İlk önce hemen belirtmekte yarar var. Almanya "rahat bir nefes" aldı. Bavyera Eyalet Meclisi seçimleri beklediğimiz gibi CSU için büyük bir hezimet oldu.

Ancak CSU’nun birinci parti olarak “Hür Seçmenler Grubu” ile bir koalisyon hükümeti kuracak olmasının mümkün görülmesi muhtemel bir krizi durumunu azalttı. Almanya Şansölyesi Angela Merkel de bu sayede bu hafta bir hükümet krizi ile değil 17 ve 18 Ekim 2018 günleri Brüksel’de gerçekleşecek olan AB Zirvesi ve “Brexit” ile meşgul olacak.

14 Ekim 2018 Pazar günü yapılan Bavyera Eyalet Meclisi seçimi sonunda CSU 37,3 oy oranı ile tarihindeki ikinci büyük yenilgiyi aldı ama birinci parti konumunu korudu.
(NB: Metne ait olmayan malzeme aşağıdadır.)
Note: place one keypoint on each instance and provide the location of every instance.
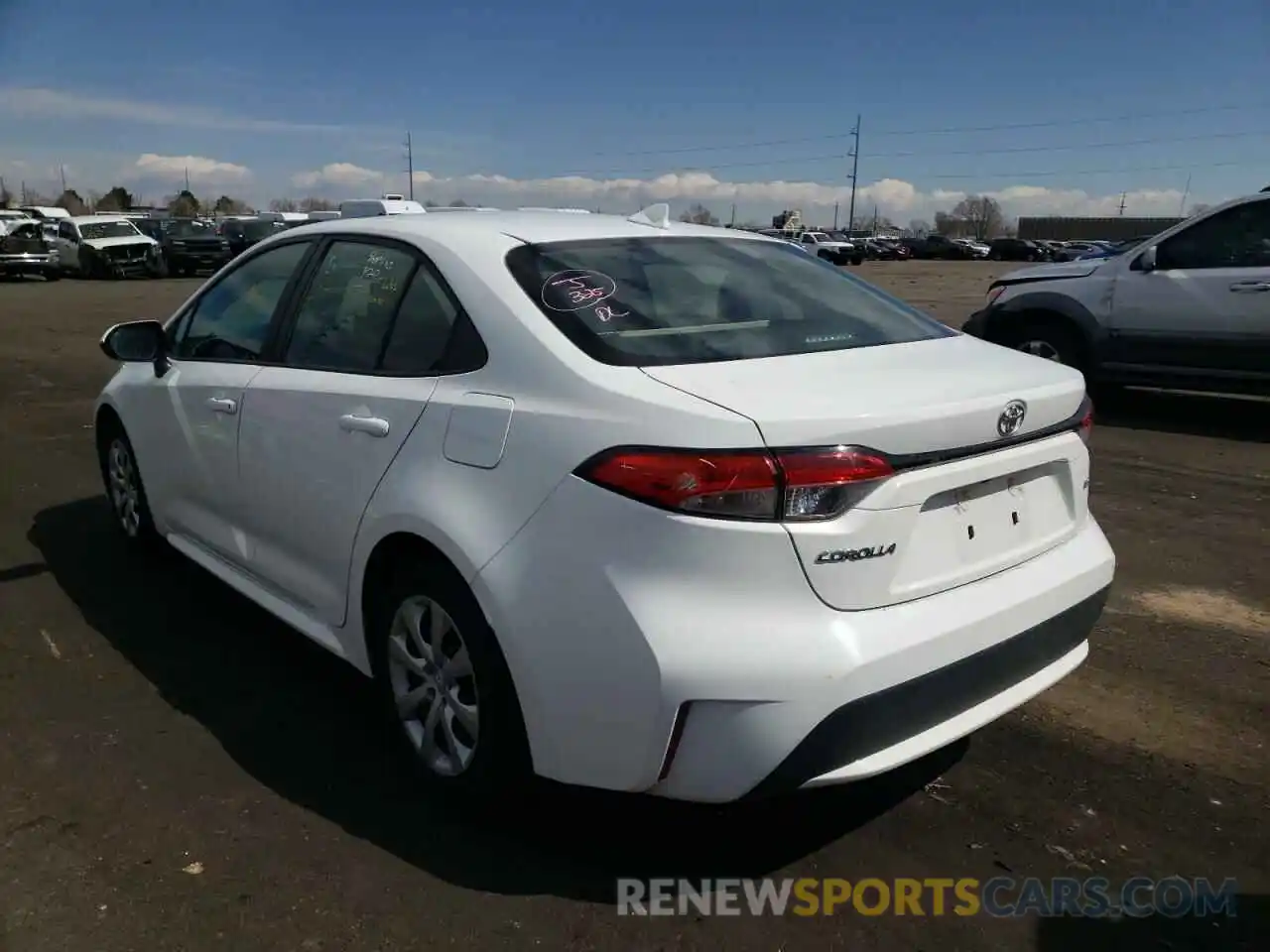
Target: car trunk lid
(971, 494)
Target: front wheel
(1048, 339)
(123, 486)
(444, 684)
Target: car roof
(96, 218)
(527, 226)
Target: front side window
(231, 318)
(347, 309)
(691, 299)
(1237, 238)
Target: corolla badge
(1011, 417)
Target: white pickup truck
(832, 249)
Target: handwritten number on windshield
(576, 290)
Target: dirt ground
(181, 772)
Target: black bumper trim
(878, 721)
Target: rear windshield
(695, 299)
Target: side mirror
(135, 341)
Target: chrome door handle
(375, 425)
(222, 405)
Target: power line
(1121, 144)
(838, 157)
(409, 164)
(855, 175)
(1049, 173)
(949, 130)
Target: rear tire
(444, 683)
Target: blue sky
(1051, 107)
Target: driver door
(186, 422)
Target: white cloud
(894, 198)
(40, 103)
(200, 171)
(339, 176)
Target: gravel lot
(181, 772)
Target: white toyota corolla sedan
(624, 502)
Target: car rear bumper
(691, 658)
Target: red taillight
(790, 485)
(1086, 420)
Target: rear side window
(695, 299)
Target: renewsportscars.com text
(1000, 896)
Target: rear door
(320, 429)
(185, 424)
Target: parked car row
(122, 246)
(1187, 308)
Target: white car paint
(652, 651)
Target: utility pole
(855, 169)
(409, 166)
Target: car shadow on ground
(304, 724)
(1241, 929)
(1189, 414)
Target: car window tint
(423, 326)
(231, 318)
(345, 313)
(686, 299)
(1237, 238)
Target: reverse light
(1086, 425)
(793, 485)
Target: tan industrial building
(1111, 229)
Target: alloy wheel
(125, 486)
(434, 685)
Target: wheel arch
(411, 543)
(1049, 306)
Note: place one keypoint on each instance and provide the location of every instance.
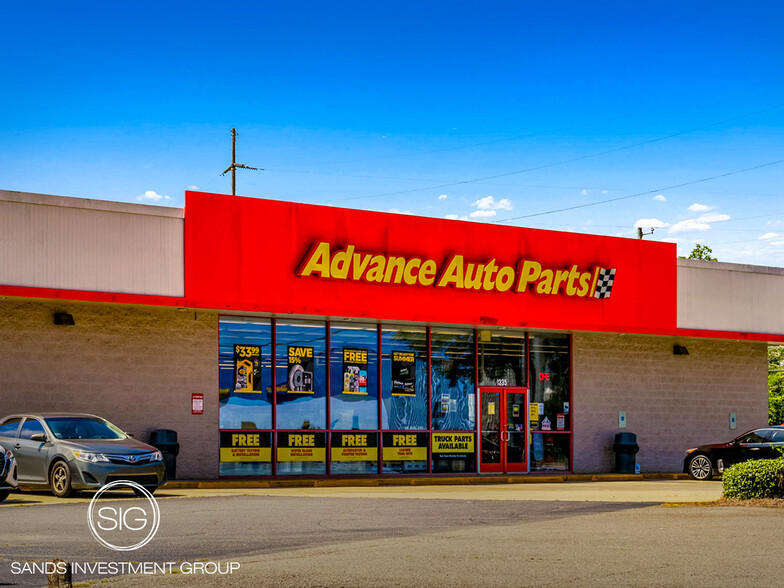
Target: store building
(284, 339)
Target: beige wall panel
(135, 366)
(730, 297)
(672, 402)
(69, 243)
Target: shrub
(758, 478)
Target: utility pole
(234, 165)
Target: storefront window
(354, 377)
(550, 379)
(300, 375)
(454, 398)
(404, 378)
(501, 358)
(245, 374)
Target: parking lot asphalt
(649, 491)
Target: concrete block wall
(135, 366)
(672, 402)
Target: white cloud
(490, 203)
(713, 217)
(482, 214)
(152, 196)
(650, 223)
(689, 225)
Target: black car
(701, 462)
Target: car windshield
(83, 428)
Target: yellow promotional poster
(405, 446)
(247, 369)
(245, 447)
(301, 366)
(354, 447)
(533, 412)
(302, 447)
(453, 443)
(355, 371)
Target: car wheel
(150, 489)
(700, 467)
(60, 480)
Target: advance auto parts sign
(529, 276)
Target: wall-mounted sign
(247, 447)
(354, 371)
(354, 447)
(453, 442)
(247, 369)
(326, 261)
(403, 373)
(420, 269)
(301, 363)
(303, 446)
(197, 403)
(405, 446)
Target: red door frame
(503, 466)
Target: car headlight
(90, 457)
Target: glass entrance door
(503, 430)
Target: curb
(418, 481)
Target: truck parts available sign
(324, 261)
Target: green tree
(702, 252)
(776, 385)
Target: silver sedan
(68, 452)
(7, 472)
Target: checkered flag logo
(604, 283)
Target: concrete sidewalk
(638, 491)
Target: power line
(565, 161)
(674, 186)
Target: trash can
(165, 440)
(625, 448)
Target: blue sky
(485, 111)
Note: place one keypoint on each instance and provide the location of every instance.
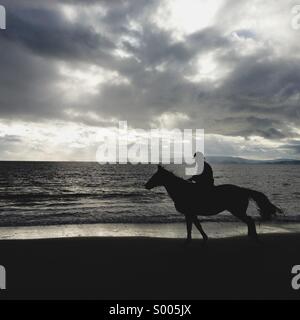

Seçimin kazananı Yeşiller oldu. Tüm Almanya genelinde eyalet seçimleri söz konusu olduğunda bugüne kadar en başarılı sonuçlarından birini aldı. Yüzde 17,5 oy oranı ile Yeşiller artık Bavyera Eyalet Meclisi’nin ikinci büyük meclis grubu ve ana muhalefet partisi! Bavyera’da seçimin ikinci kazananı ise tüm Almanya genelinde alışık olduğumuzu gibi AfD oldu. AfD yüzde 10,2 oy oranı ile mecliste güçlü bir muhalefet partisi olacak. Bavyera’nın bölgesel partisi konumundaki “Hür Seçmenler Grubu” ise yüzde 11,6 oy oranı ile CSU’nun koalisyon ortağı olmaya aday olduğunu ilan etti. Liberaller (FDP) yüzde 5,1 oy oranı ile zor da olsa meclise girmeyi başarırken Sol Parti ise yüzde 3,5 oy oranı ile meclis dışı kaldı.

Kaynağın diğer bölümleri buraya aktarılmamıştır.